The idea of noncitizens voting has been a key element of the Republican platform despite scant evidence of widespread noncitizen voting, including in the state of Alabama,
Secretary of State Wes Allen last year attempted to purge more than 3,200 individuals from Alabama’s voter rolls, but more than two-thirds of those people were found to be eligible voters.
U.S. District Judge Anna Manasco, a Trump appointee, said during a hearing that the state “has identified a handful, at least four, perhaps as many as ten, perhaps more, noncitizens who were somehow on Alabama’s voter rolls.”
While some very localized races have come down to a handful of votes, most gaps in statewide races exceed the state’s own lofty numbers of noncitizen voters.
Other states have struggled to show any real threat from noncitizen voters. Georgia released the results of an audit last year that found 20 noncitizen voters out of the state’s 8.2 million registered voters.
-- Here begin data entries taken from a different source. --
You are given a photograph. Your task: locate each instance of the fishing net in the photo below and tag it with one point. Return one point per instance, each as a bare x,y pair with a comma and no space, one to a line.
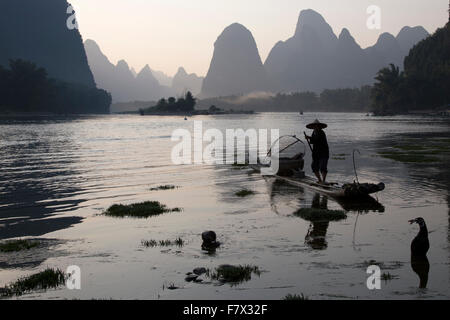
290,147
290,152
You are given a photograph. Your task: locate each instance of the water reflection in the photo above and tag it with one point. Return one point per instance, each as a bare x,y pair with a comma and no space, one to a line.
37,182
316,236
362,205
421,266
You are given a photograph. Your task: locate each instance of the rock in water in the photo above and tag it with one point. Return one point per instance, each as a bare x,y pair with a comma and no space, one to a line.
209,236
199,271
191,277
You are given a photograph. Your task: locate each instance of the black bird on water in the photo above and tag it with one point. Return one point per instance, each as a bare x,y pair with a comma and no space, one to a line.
419,249
420,244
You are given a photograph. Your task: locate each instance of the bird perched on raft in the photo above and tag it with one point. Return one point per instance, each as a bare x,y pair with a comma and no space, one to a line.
420,244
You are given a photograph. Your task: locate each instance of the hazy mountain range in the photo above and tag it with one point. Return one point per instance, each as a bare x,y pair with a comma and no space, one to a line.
36,31
314,58
125,84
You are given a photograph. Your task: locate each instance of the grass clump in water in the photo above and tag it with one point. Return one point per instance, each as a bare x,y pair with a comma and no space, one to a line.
234,274
164,187
295,297
18,245
163,243
49,278
316,214
244,193
139,210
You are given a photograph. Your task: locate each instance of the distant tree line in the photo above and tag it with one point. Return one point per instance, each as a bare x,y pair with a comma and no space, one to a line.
185,105
423,85
24,87
332,100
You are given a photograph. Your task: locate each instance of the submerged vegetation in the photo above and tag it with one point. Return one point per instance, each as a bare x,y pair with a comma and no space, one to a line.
18,245
388,277
244,193
139,210
234,274
163,243
316,214
49,278
295,297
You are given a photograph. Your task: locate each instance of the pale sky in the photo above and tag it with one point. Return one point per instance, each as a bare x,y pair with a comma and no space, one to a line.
166,34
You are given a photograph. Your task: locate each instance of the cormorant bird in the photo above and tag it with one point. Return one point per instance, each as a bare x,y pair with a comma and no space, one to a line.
420,244
419,249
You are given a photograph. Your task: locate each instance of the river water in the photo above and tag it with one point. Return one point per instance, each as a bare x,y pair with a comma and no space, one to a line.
57,175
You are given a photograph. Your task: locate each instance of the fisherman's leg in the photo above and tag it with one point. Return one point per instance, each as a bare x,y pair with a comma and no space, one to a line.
324,176
324,168
315,166
319,178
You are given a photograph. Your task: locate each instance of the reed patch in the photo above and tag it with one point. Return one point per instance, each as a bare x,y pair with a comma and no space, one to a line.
139,210
18,245
47,279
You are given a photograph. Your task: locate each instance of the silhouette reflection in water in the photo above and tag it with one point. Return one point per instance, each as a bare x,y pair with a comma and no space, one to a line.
317,232
421,266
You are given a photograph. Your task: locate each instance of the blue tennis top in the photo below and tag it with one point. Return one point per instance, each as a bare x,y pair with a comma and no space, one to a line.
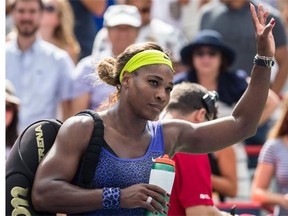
113,171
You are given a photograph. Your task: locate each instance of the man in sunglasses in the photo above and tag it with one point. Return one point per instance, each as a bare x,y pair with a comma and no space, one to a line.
208,58
192,189
39,71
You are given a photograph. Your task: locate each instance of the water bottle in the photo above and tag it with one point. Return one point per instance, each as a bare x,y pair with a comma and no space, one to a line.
162,174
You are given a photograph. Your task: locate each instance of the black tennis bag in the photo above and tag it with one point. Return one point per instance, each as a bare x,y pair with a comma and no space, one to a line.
27,152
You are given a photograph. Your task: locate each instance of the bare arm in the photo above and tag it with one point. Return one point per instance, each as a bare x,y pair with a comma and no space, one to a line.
52,190
272,103
97,7
226,183
281,56
80,103
243,122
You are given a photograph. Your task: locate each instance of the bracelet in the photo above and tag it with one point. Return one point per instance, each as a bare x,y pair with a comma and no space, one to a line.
263,61
111,198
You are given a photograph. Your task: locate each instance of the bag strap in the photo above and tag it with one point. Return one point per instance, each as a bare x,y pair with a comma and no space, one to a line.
91,157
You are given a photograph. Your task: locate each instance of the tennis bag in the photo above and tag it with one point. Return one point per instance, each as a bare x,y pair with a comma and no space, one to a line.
27,152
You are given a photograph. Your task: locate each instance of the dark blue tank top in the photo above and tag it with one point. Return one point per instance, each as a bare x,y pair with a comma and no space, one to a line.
113,171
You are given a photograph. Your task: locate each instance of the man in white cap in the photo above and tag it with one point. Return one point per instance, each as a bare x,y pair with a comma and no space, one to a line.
121,25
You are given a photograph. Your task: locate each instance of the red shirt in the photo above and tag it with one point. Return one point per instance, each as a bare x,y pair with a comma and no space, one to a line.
192,185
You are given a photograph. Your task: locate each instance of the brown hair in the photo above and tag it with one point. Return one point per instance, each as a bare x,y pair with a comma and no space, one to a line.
187,97
109,69
280,128
11,130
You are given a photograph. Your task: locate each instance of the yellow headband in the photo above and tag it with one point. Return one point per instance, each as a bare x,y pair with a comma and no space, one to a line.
143,58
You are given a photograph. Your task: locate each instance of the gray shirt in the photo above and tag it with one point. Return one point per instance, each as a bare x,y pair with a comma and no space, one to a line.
237,29
42,77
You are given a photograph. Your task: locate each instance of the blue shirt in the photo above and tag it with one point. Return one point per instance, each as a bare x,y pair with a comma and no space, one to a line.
42,77
113,171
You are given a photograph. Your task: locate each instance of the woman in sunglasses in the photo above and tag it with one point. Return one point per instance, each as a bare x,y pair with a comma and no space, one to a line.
208,58
57,26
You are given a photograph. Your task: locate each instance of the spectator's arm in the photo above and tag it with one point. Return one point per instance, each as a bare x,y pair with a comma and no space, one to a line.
97,7
281,56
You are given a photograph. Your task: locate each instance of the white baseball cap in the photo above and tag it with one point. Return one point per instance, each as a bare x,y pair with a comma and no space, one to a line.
122,15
Ohio found nearly 600 noncitizen voters on the rolls out of 8 million voters, with reason to believe only 138 wrongfully cast votes. Even then, Ohio Secretary of State Frank LaRose said criminal prosecution would not always be pursued because no voter fraud is intended in many cases.
There are laws at federal, state and local levels instituting harsh penalties for noncitizens who attempt to vote.
The SAVE Act would requiring individuals registering to vote to provide proof of citizenship at the time of registration, whether by REAL ID like Alabama’s new Star ID, or a passport of government-issued ID showing place of birth.
Critics of the bill have argued that it would create barriers for eligible voters including homeless people and college students who don’t have citizenship documentation readily available.